If class struggle is the engine of history, as Marx wrote, then it is time to move to mechanical inspection. Over the next decade, generative AIs like ChatGPT could both create untold wealth and threaten hundreds of millions of jobs. But don’t panic: Silicon Valley has the solution.
Everyone suspects that the current advances in artificial intelligence will have a transformative effect on societies everywhere. The American bank Goldman Sachs goes even further and predicts the extent of this transformation.
In analysis Released at the end of March, it confirms that new technologies are currently the loudest booming driver of change. Whether Marx likes it or not, they have little impact on the working class. Above all, they threaten middle management and some of the most prominent professionals in the knowledge economy: lawyers, notaries, writers, etc.
According to Goldman Sachs, generative artificial intelligence, like that embodied in California company OpenAI’s popular ChatGPT, could eliminate as many as 300 million of these generally well-paying jobs worldwide in the next few years. In particular, it could affect workers who are primarily based in developed economies.
Canada, the United States and Europe are in the crosshairs of these really not omniscient but certainly very versatile robots, says the American bank. In these three regions, about two-thirds of jobs are threatened by large language models, called LLM (for “large language models”) by AI experts, says the American bank.
A new fight
ChatGPT and its various imitations will make 300 million jobs obsolete. But they could create $6650 billion in value at the same time.
Because without adding to the irony of such a prediction, Goldman Sachs predicts that these generative AIs — in the sense that they can generate images or text that make sense to us humans — will inflate global GDP over the next decade.
No one at Goldman Sachs dared to predict that affected workers’ wages would be increased to match the productivity gains promised by the advent of these AI applications. If we rely on recent economic booms fueled by the commercialization of disruptive technologies, we can already guess who will benefit from this wave of innovation.
To the bosses, of course. On their website alone, Dall-E draws a picture of Karl Marx laughing into his beard…
The best of worlds
Sam Altman is the CEO and founder of OpenAI, the lab that developed ChatGPT. He doesn’t get a very large salary from his job. The resale of his early businesses made him a wealthy independent person. He regularly meets with Silicon Valley’s wealthiest investors, including Peter Thiel and Elon Musk. He’s one of those bosses most likely to get rich thanks to AIs like ChatGPT.

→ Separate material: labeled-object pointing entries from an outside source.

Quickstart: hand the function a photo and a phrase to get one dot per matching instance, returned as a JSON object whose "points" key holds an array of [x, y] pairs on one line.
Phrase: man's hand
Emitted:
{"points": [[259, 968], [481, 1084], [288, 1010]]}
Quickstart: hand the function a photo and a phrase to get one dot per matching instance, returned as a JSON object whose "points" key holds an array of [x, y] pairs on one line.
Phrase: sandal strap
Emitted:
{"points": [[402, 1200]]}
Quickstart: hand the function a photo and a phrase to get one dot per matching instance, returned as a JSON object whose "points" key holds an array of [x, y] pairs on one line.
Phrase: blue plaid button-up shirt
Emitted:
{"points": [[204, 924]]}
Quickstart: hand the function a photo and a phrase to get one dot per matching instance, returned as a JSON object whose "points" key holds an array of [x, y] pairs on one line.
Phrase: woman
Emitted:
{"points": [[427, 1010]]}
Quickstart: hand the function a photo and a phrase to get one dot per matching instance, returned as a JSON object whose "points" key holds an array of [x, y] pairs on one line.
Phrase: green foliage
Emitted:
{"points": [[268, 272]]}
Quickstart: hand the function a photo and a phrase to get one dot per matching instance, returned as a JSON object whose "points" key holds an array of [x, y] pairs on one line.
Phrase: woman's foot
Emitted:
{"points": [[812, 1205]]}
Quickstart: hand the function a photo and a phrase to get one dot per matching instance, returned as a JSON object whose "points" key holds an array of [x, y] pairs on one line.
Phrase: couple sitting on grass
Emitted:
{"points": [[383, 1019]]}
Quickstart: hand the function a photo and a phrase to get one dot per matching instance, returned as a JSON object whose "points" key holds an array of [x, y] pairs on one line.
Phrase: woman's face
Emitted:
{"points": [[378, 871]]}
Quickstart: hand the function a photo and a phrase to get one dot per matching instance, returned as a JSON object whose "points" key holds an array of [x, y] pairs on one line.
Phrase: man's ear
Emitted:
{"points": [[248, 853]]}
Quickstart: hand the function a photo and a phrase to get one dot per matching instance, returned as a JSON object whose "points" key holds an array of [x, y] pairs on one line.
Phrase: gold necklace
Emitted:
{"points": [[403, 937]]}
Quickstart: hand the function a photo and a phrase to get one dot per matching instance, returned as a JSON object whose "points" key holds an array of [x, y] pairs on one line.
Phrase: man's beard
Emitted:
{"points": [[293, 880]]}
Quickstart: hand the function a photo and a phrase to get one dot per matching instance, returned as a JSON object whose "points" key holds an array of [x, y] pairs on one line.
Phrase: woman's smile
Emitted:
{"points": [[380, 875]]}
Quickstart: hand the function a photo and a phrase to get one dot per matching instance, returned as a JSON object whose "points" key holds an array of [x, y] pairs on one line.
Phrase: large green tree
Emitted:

He’s the archetype of the Silicon Valley tech entrepreneur: capitalist by day, socialist by night. It supports the concept of guaranteed minimum income, the regular payment of a basic salary to all citizens. This concept was being talked about in Canada just before the pandemic. Then, in the first few months of the pandemic.
Thanks to Altman, the guaranteed minimum income is back in the news. It is touted as a universal solution to the coming turmoil caused by AI.
“The main reason for automation is to concentrate wealth (and therefore power) in a very small number of hands. America has repeatedly challenged this type of situation in the past, and we must do so again. »
“What I am proposing today – where we agree to create a floor but no ceiling – would provide a tremendous boost to US prosperity and put us ahead of the global economy. Countries that concentrate their wealth in a small number of families fare less well in the long run—unless we radically move towards a more equitable and inclusive system, we won’t be at the top of the world for much longer. »
“Automation promises to create more abundance than anyone can imagine. It will change our relationship to work. When everyone benefits, we move faster towards a better world. »
Sam Altman wrote this… in 2017. Six years later, he spawned a technology that, if we extrapolate Goldman Sachs’ forecasts, could have two major consequences.
Either it will further exacerbate a wealth gap that previous digital revolutions have already widened over the past twenty years. Or it will make workers so productive and wealthy that they have more time to devote to other activities such as hobbies or family.
On the one hand Karl Marx. On the other hand Sam Atlman. Which of the two theories seems more likely?